Citing multiple credible sources, the council’s 68-page study Icons at Risk: Climate Change Threatening Australian Tourism says Australia’s world-famous beaches, wilderness areas, national parks and the Great Barrier Reef are the most vulnerable hotspots, while our unique native wildlife is also at risk.

“Tourists travel across the globe to see Australia’s remarkable natural wonders. But these icons are in the climate firing line as extreme weather events worsen and sea levels continue to rise,” says Climate Councillor and ecologist Professor Lesley Hughes.

“Some of our country’s most popular natural destinations, including our beaches could become ‘no-go zones’ during peak holiday periods and seasons, with the potential for extreme temperatures to reach up to 50 degrees in Sydney and Melbourne.”

Paris agreement will help

The Gold Coast is also under threat from a whole host of climate change pressures, adds Prof Hughes.

Coastal erosion was already a huge issue on the ‘Glitter Strip’ with millions spent on replenishing sand — but it could become a losing battle.

“Places like Surfers Paradise can’t move inland because of development so there’s a risk of inundation and storm surges,” Prof Hughes says.

And then there’s the deadly jellyfish tempted south because of the slowly warming waters.

“Jellyfish, like the deadly Irukandji, are already in Hervey Bay and Fraser Island, not in large numbers but it shows what could happen.”

Prof Hughes says she isn’t trying to discredit the future of the tourism industry, just point out the dangers climate change will pose if changes aren’t made.

“Tourism employs half a million people, which is many times more than coal mining, so we need to be realistic about the risk the industry faces.”

Ultimately only bringing down global emissions to under 2C, the target set by the Paris Climate Agreement, would lessen the pressure on Australia’s natural attractions, says Prof Hughes

But she criticised the government for sidestepping the issue in its latest tourism strategy.

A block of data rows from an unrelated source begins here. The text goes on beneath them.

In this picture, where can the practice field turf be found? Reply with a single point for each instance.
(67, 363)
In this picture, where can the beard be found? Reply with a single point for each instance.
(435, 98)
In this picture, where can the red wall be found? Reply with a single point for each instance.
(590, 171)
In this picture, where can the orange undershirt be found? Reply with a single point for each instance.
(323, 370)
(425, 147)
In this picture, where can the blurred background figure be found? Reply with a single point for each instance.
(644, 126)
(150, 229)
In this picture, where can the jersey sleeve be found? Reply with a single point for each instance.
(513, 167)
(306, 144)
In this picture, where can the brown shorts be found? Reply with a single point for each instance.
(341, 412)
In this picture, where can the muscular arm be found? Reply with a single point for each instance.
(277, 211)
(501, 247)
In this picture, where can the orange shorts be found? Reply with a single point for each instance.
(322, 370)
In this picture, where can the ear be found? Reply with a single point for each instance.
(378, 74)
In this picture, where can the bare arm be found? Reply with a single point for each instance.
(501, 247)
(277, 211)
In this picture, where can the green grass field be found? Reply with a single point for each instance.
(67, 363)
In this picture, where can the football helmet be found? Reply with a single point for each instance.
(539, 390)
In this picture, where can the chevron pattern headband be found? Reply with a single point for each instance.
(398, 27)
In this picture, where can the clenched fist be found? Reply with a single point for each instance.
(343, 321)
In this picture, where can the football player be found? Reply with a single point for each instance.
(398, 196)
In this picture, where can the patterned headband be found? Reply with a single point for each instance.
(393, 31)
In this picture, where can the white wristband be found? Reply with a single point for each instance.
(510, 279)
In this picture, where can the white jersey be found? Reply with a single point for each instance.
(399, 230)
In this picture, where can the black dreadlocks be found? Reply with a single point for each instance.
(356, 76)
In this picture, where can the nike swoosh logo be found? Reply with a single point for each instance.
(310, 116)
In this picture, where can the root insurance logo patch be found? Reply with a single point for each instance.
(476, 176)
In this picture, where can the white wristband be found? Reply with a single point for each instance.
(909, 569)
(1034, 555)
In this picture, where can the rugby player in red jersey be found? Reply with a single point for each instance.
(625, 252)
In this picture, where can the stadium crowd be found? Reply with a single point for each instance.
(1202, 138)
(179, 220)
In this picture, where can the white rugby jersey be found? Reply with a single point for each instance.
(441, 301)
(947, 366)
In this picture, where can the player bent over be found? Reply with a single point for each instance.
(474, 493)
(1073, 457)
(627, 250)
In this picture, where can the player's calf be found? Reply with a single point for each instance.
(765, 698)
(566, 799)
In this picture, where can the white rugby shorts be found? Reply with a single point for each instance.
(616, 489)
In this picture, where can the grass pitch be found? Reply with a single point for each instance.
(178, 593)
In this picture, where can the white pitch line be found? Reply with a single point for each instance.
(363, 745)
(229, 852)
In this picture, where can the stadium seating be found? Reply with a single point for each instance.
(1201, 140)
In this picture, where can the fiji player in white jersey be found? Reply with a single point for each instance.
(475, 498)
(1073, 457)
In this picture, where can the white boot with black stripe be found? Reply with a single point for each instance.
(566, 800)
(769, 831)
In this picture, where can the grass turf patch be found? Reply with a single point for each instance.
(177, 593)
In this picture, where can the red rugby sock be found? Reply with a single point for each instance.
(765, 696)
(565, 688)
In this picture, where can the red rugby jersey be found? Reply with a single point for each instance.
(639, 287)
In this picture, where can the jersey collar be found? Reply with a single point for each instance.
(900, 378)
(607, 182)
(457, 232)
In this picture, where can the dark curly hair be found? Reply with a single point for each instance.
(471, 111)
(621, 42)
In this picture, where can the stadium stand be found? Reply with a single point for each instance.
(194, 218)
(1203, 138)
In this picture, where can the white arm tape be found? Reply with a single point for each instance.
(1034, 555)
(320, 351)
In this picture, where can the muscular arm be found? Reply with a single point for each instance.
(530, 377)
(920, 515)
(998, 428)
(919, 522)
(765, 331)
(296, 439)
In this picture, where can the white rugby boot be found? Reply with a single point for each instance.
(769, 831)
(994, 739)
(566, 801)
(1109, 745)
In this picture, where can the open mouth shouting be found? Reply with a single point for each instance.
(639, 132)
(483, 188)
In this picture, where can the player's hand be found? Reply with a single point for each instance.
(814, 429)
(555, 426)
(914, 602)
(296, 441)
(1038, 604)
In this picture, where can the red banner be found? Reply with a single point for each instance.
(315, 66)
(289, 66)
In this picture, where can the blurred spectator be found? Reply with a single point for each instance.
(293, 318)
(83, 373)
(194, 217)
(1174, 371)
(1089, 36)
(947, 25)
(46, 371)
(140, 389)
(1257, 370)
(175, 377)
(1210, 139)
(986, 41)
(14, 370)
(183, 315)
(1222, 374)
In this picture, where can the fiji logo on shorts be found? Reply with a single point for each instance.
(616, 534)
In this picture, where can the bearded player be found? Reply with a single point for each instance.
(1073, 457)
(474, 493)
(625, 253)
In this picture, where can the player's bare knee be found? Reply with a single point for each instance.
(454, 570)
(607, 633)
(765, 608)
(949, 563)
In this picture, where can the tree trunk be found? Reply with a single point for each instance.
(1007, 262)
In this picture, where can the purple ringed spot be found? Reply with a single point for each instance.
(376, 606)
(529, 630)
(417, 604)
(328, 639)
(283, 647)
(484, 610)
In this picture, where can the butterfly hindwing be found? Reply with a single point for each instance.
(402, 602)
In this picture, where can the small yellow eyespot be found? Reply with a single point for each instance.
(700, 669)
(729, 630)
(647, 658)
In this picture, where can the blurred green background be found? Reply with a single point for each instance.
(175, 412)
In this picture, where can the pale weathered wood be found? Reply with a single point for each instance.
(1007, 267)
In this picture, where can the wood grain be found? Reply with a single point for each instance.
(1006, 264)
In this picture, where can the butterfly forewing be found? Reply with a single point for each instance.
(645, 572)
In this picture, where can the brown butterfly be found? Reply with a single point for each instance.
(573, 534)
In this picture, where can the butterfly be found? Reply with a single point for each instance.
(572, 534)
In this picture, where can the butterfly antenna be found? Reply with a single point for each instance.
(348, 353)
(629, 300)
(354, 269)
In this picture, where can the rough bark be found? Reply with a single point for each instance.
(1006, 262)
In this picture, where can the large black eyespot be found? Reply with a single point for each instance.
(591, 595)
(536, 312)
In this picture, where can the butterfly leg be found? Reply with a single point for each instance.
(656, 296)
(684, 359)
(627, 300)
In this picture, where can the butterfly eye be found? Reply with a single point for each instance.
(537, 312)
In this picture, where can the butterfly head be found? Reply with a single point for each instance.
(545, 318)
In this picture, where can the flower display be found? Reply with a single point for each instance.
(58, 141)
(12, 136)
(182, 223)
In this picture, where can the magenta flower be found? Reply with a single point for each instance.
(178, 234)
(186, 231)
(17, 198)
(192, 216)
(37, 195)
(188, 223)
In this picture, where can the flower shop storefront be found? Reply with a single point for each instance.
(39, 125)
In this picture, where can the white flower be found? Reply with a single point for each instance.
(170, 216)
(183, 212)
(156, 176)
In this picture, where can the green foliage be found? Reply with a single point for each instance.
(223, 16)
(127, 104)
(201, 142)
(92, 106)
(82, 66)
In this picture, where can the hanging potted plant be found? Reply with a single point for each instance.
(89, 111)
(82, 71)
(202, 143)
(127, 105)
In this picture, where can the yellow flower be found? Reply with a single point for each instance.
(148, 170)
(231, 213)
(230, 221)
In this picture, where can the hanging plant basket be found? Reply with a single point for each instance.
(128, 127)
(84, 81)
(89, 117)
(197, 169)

“What disappoints me most in Government planning is that the Tourism 2020 Plan focuses purely on growth and so paints a very optimistic picture rather than a realistic one.”

Other key report findings include:

  • Australia’s top five natural tourist attractions (beaches, wildlife, the Great Barrier Reef, wilderness and national parks) are all at risk of climate change.
  • Beaches are Australia’s #1 tourist destination and are threatened by rising sea levels.
  • Sydney, Melbourne, Hobart, Cairns, Darwin, Fremantle and Adelaide are projected to have a least a 100-fold increase in the frequency of coastal flooding events (with a 0.5m sea level rise).
  • The Red Centre could experience more than 100 days above 35ºC annually, by 2030. By 2090, there could be more than 160 days per year over 35ºC.
  • The Top End could see an increase in hot days (temperatures above 35ºC) from 11 (1981-2010 average) to 43 by 2030, and up to 265 by 2090.
  • Ski tourism: Declines of maximum snow depth and decreasing season length at Australian ski resorts have been reported for over 25 years, increasing the need for artificial snow-making.

The report, however, isn’t all doom and gloom for Australian tourism.

It also highlights moves by individual operators including hotels, resorts, airlines and even zoos which are taking action to tackle rising pollution.

“States and territories, local governments and individual tourism operators should be congratulated for rolling up their sleeves and doing their bit to slash pollution by embracing renewable energy and storage technology,” adds Climate Council Acting CEO and Head of Research, Dr Martin Rice.

“Now, for the sake of our iconic attractions, we just need the Federal Government to do the same.”